FT : La Scala season opens with Shostakovich’s visceral Lady Macbeth of Mtsensk

La Scala season opens with Shostakovich’s visceral Lady Macbeth of Mtsensk
Conducting his last opening night as music director, Riccardo Chailly gave listeners a performance to remember

As a centrepiece of the ongoing Shostakovich anniversary, the choice of opera was as audacious as it was obvious. Lady Macbeth of Mtsensk — the Russian composer’s towering 1934 work with graphic adultery, multiple murders and an orchestral score that leaves little to the imagination — fell foul of the Soviet censors and was dismissed as “pornography”. Yet here it was on the opening night of La Scala’s season, a high-stakes highlight of the Italian cultural calendar attended by the political elite and beamed to millions of television viewers nationwide.

The subject matter is hardly light entertainment. Katerina, a lonely merchant’s wife in rural 19th-century Russia, makes off with the newly employed workman, Sergei, before poisoning her father-in-law, Boris, and strangling her husband, Zinovy, whose corpse she hides in the cellar. Days after Stalin stormed out of a 1936 performance, Pravda denounced the work as “muddle instead of music”. Now, 50 years since Shostakovich’s death, one might have imagined similarly scandalised audience members — at an event often more memorable for offstage pageantry (police in plumed hats, paparazzi crushes and celebrities brandishing tickets worth €3,200) than the opera production itself.

Not this year. Director Vasily Barkhatov, the Russian director making his house debut, updates the action to a restaurant during the dying days of Stalinism, dividing the action between a monumental dining hall and a seedy back of house with an upper kitchen and a cellar below. By way of an effective flashback device, suspects and witnesses relive unspeakable crimes during police interrogations, giving events a grim inevitability. While families watching on TV are spared onstage sex, the fully clothed Katerina and Sergei re-enact the scene as officers take photos and Shostakovich’s score pants and grunts. The result is doubly disturbing.
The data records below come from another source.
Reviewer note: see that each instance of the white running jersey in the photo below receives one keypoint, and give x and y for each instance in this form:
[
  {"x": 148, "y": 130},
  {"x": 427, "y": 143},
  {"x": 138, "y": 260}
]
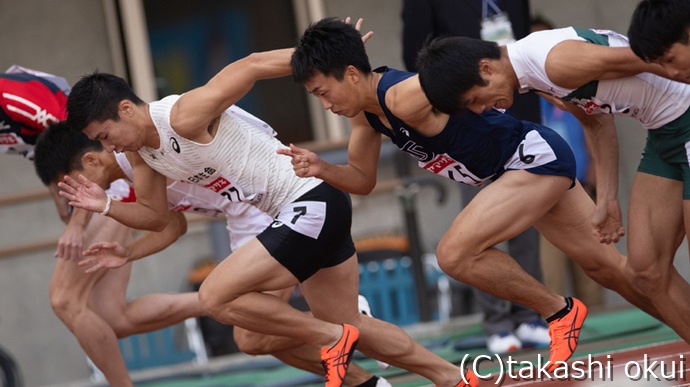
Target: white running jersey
[
  {"x": 653, "y": 100},
  {"x": 243, "y": 221},
  {"x": 240, "y": 164}
]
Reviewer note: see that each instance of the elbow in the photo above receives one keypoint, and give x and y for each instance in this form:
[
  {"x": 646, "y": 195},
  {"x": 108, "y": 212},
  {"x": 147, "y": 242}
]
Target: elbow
[
  {"x": 364, "y": 189},
  {"x": 181, "y": 224},
  {"x": 159, "y": 223}
]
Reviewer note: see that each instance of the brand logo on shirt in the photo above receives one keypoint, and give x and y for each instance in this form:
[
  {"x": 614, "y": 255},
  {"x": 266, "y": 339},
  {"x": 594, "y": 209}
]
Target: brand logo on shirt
[
  {"x": 174, "y": 144},
  {"x": 30, "y": 110},
  {"x": 218, "y": 185}
]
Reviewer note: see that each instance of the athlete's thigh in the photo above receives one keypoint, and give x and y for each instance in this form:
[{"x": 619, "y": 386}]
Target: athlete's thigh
[
  {"x": 332, "y": 292},
  {"x": 505, "y": 208},
  {"x": 655, "y": 220},
  {"x": 108, "y": 296},
  {"x": 568, "y": 226},
  {"x": 248, "y": 269}
]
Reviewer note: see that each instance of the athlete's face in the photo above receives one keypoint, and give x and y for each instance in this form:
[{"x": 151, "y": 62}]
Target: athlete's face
[
  {"x": 92, "y": 171},
  {"x": 340, "y": 97},
  {"x": 121, "y": 135},
  {"x": 496, "y": 93},
  {"x": 115, "y": 136},
  {"x": 676, "y": 61}
]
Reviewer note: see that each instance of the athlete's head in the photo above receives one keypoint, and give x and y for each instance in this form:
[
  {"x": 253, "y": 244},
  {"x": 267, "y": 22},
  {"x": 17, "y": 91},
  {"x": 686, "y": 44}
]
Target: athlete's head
[
  {"x": 60, "y": 151},
  {"x": 659, "y": 32},
  {"x": 449, "y": 68},
  {"x": 99, "y": 105},
  {"x": 331, "y": 62},
  {"x": 328, "y": 47}
]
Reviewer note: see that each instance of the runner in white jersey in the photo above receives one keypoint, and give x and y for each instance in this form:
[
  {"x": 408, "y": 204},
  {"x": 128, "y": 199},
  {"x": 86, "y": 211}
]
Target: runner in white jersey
[
  {"x": 244, "y": 221},
  {"x": 309, "y": 241},
  {"x": 31, "y": 101},
  {"x": 597, "y": 72}
]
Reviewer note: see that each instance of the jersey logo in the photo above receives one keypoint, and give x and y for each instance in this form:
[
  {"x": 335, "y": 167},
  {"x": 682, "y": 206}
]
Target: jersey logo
[
  {"x": 417, "y": 151},
  {"x": 30, "y": 110},
  {"x": 218, "y": 185},
  {"x": 174, "y": 144}
]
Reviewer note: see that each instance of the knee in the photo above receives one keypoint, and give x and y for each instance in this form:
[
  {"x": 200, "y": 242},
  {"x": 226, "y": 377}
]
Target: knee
[
  {"x": 251, "y": 343},
  {"x": 65, "y": 305},
  {"x": 455, "y": 261}
]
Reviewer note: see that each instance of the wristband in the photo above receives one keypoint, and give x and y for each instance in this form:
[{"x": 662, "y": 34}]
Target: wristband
[{"x": 107, "y": 206}]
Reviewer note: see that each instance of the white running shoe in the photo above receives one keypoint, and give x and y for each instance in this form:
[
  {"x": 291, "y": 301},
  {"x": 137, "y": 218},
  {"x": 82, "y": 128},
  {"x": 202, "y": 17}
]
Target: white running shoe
[
  {"x": 365, "y": 309},
  {"x": 503, "y": 342},
  {"x": 534, "y": 334},
  {"x": 383, "y": 383}
]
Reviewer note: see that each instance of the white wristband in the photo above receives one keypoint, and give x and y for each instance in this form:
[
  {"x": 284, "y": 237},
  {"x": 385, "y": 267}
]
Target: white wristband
[{"x": 107, "y": 206}]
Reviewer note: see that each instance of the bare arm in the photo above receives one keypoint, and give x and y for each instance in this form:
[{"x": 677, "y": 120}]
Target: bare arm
[
  {"x": 71, "y": 242},
  {"x": 359, "y": 175},
  {"x": 112, "y": 254},
  {"x": 149, "y": 212},
  {"x": 573, "y": 63},
  {"x": 195, "y": 109}
]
Barkhatov showcases mastery of detail, weaving black humour — restaurant staff bungling a dead body through a jammed door, or blithely sweeping a floor as their poisoned employer writhes — with imagery so sleazy you are left wanting a shower. A gang of chefs overpower the workwoman Aksinya in the kitchen while a priest downs vodka in the cellar. When a creeping Zinovy secretly catches Katerina and Sergei in the act, the subsequent intermezzo preceding their apparent discovery sounds especially sinister.
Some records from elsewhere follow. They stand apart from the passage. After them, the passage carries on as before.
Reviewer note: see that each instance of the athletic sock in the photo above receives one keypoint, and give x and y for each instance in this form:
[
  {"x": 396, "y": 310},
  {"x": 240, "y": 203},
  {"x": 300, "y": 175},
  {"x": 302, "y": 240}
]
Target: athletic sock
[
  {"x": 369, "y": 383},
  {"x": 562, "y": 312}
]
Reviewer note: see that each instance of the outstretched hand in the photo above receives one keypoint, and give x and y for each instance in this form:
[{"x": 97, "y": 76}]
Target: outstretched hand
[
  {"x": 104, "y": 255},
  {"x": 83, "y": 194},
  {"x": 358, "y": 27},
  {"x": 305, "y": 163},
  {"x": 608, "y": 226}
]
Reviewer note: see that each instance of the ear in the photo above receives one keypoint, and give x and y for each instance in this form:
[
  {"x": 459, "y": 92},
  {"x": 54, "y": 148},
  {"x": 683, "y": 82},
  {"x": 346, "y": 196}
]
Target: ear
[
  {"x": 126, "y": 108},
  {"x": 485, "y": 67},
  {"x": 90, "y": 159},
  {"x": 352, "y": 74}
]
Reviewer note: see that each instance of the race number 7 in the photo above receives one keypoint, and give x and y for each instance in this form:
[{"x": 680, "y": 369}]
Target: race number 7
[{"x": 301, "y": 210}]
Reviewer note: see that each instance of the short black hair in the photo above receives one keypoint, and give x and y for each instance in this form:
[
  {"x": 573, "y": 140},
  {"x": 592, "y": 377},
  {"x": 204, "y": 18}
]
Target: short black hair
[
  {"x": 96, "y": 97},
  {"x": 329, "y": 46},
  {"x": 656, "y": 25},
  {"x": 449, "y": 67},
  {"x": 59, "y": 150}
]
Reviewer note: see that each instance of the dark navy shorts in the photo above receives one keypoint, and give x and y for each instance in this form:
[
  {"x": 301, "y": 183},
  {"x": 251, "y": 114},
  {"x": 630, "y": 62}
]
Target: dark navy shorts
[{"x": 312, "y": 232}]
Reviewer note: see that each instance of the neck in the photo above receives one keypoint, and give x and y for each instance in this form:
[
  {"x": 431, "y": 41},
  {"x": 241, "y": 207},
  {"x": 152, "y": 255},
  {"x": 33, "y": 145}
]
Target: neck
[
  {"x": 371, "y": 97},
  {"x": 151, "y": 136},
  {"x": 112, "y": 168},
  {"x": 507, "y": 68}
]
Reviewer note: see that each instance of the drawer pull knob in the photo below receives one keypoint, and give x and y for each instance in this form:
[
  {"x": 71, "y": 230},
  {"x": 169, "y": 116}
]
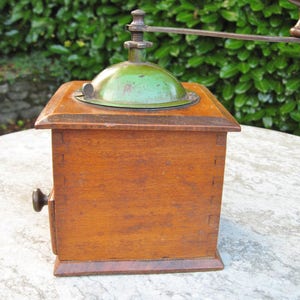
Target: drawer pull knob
[{"x": 39, "y": 199}]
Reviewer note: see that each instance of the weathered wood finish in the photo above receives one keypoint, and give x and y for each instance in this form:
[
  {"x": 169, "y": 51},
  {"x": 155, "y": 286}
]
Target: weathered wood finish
[
  {"x": 79, "y": 268},
  {"x": 136, "y": 191}
]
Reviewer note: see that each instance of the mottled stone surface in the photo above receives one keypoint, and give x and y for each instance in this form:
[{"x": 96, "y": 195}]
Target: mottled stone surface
[{"x": 259, "y": 237}]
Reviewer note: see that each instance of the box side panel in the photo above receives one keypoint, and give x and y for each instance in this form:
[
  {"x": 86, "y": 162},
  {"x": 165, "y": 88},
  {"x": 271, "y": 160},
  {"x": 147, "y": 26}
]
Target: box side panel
[{"x": 123, "y": 195}]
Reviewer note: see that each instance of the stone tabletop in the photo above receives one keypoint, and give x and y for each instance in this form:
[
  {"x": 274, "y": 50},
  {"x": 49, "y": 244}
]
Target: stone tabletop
[{"x": 259, "y": 237}]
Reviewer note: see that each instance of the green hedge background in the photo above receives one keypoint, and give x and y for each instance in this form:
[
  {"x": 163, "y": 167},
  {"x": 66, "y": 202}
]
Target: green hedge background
[{"x": 258, "y": 82}]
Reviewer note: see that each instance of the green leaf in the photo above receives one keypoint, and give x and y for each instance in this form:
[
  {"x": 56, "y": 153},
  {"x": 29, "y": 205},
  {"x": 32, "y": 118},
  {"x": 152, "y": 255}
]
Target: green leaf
[
  {"x": 257, "y": 116},
  {"x": 293, "y": 84},
  {"x": 196, "y": 61},
  {"x": 162, "y": 52},
  {"x": 243, "y": 87},
  {"x": 240, "y": 100},
  {"x": 295, "y": 115},
  {"x": 230, "y": 16},
  {"x": 244, "y": 67},
  {"x": 234, "y": 44},
  {"x": 59, "y": 49},
  {"x": 228, "y": 71},
  {"x": 256, "y": 5},
  {"x": 205, "y": 46},
  {"x": 262, "y": 85},
  {"x": 268, "y": 122},
  {"x": 287, "y": 107}
]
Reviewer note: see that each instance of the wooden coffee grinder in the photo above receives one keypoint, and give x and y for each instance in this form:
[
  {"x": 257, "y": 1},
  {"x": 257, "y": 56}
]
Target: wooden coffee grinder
[{"x": 138, "y": 168}]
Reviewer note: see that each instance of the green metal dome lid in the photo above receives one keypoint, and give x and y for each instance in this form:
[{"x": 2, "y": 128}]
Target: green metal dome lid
[{"x": 134, "y": 83}]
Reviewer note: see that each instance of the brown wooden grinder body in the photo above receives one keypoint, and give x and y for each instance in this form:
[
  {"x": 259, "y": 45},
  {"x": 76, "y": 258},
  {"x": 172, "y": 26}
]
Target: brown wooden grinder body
[{"x": 136, "y": 191}]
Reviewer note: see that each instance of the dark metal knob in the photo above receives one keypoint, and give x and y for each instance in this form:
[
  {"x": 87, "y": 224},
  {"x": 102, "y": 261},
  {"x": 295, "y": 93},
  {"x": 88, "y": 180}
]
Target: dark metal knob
[{"x": 39, "y": 199}]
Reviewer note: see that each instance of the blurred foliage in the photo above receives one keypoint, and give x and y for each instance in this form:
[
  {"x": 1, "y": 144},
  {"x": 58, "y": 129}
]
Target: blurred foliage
[{"x": 258, "y": 82}]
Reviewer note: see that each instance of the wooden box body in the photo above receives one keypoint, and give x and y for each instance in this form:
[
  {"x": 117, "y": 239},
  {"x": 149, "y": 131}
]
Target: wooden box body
[{"x": 136, "y": 191}]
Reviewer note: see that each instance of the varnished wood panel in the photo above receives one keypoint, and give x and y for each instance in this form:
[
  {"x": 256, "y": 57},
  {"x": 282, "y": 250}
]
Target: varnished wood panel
[
  {"x": 77, "y": 268},
  {"x": 126, "y": 195}
]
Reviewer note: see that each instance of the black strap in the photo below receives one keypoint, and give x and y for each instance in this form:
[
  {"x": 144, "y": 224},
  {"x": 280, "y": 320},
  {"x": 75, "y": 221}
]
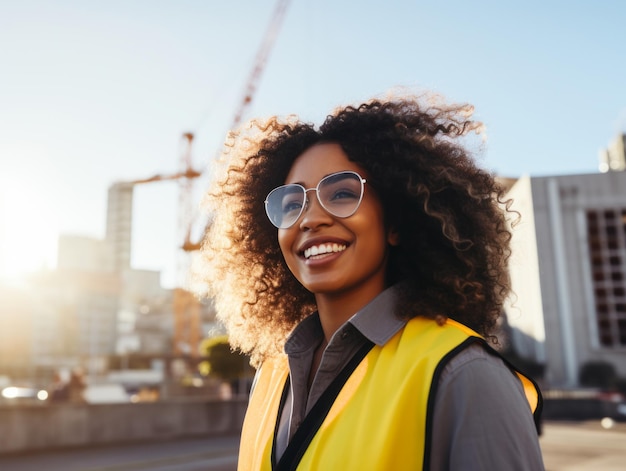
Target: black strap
[{"x": 314, "y": 419}]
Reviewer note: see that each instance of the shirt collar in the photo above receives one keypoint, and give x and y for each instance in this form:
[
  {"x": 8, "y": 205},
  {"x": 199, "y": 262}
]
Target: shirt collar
[{"x": 377, "y": 321}]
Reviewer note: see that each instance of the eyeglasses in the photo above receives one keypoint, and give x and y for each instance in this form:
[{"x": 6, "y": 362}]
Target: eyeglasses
[{"x": 340, "y": 194}]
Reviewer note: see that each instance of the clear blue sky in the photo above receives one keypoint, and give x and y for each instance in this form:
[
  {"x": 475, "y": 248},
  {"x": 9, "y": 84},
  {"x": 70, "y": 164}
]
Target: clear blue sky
[{"x": 92, "y": 92}]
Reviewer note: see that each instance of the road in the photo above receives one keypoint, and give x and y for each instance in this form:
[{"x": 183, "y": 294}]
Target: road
[{"x": 566, "y": 447}]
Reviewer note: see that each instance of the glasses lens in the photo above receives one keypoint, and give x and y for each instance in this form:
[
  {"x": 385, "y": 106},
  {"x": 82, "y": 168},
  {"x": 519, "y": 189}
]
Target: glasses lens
[
  {"x": 340, "y": 194},
  {"x": 284, "y": 205}
]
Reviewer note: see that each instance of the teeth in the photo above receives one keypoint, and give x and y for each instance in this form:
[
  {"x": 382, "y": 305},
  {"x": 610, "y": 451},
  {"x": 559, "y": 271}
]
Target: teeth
[{"x": 323, "y": 249}]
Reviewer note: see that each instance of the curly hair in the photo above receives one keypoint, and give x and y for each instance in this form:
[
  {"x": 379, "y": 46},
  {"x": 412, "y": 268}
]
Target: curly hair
[{"x": 450, "y": 216}]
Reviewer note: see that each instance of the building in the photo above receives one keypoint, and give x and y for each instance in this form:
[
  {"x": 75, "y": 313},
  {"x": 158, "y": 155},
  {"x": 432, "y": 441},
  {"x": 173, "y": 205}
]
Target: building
[
  {"x": 613, "y": 158},
  {"x": 119, "y": 223},
  {"x": 568, "y": 272}
]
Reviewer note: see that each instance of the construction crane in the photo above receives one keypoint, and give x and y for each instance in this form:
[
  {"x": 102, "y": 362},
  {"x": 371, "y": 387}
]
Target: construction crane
[{"x": 187, "y": 329}]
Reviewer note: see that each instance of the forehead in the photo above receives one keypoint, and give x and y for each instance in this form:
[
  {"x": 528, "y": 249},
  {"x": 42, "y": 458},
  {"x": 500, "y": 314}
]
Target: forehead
[{"x": 318, "y": 161}]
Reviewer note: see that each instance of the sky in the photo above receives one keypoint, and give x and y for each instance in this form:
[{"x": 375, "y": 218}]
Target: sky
[{"x": 96, "y": 92}]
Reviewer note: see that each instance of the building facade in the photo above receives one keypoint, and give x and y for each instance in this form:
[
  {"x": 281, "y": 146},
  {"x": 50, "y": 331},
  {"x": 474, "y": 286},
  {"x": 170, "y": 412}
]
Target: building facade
[{"x": 568, "y": 271}]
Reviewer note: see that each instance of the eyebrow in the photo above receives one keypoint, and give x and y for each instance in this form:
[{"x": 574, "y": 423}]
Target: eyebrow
[{"x": 327, "y": 175}]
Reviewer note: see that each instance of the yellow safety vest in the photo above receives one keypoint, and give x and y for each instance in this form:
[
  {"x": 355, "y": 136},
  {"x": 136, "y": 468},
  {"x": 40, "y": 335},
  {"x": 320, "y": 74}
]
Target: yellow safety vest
[{"x": 380, "y": 418}]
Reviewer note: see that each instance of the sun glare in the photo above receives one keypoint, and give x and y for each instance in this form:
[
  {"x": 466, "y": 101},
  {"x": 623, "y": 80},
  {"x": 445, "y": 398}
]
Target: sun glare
[{"x": 27, "y": 230}]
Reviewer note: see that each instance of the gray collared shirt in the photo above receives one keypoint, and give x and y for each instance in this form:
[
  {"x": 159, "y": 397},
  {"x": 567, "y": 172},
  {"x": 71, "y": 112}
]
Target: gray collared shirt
[{"x": 477, "y": 395}]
Conducting his last opening night as music director after nearly a decade in the role, Riccardo Chailly gave listeners a performance to remember. He sands down Shostakovich’s rough edges — La Scala’s luminous strings at times have a Mahlerian quality — while suffusing gorgeously sculpted interludes with aching despair and black doom. At times, playing was astonishingly intense. Lined up on the restaurant’s mezzanine to salute Boris’s coffin below, brass players unleashed a wave of visceral rage that stays with you long after the performance. The excellent chorus gave similarly powerful deliveries. 
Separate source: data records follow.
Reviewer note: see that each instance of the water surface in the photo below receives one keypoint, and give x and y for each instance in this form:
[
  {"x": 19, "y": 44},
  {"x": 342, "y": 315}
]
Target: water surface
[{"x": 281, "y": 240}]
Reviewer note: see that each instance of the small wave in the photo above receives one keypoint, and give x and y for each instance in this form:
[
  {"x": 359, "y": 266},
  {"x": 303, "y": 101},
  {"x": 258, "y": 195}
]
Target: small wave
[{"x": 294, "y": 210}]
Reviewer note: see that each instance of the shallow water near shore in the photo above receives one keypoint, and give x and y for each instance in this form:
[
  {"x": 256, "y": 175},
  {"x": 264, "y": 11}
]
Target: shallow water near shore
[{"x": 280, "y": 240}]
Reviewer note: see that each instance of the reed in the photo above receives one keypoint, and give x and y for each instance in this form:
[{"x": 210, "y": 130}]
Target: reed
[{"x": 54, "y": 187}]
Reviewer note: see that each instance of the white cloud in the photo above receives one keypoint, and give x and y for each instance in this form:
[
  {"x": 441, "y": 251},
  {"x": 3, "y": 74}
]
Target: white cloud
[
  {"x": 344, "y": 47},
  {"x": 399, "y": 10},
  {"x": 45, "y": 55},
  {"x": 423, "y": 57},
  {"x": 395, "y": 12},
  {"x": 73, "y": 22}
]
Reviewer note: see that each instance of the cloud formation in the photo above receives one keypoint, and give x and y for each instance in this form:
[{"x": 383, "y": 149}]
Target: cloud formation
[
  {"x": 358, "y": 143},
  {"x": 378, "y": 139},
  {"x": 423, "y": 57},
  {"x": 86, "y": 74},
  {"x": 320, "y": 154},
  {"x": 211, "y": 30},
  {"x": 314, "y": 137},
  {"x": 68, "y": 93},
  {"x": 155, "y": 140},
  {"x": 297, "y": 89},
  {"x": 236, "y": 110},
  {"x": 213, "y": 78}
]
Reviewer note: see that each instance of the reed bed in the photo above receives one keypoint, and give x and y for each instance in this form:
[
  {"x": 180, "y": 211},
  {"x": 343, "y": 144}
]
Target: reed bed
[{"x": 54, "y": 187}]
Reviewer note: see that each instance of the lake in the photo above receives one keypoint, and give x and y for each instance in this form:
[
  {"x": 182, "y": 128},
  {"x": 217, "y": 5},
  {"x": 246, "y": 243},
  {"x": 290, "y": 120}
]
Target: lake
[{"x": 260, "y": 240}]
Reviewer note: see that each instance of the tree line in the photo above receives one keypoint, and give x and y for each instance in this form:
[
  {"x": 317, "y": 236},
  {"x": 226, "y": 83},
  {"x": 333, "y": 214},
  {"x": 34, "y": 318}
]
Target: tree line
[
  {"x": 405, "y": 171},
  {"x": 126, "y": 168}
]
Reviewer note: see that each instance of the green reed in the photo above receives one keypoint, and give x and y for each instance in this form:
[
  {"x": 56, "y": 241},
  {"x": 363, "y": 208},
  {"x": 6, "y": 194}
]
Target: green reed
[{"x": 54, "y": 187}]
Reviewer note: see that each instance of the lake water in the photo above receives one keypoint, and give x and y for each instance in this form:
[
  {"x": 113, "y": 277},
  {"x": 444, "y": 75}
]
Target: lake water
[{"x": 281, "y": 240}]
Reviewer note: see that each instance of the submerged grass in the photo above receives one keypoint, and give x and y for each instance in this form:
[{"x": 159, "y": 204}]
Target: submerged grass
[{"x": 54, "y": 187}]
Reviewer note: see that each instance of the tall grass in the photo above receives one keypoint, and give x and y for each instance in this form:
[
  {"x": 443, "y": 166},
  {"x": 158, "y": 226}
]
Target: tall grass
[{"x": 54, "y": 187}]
With his inky voice and domineering presence, Alexander Roslavets’s ferocious Boris conjured much of the performance’s brutality. Yevgeny Akimov’s fluttering tenor made for a comically dithering Zinovy. Najmiddin Mavlyanov’s strapping Sergei was equally believable as seducer and swindler. As Katerina, Sara Jakubiak had little trouble standing out from the coterie of despicable males, keeping listeners gripped right until her shocking final self-immolation in place of the libretto’s river drowning.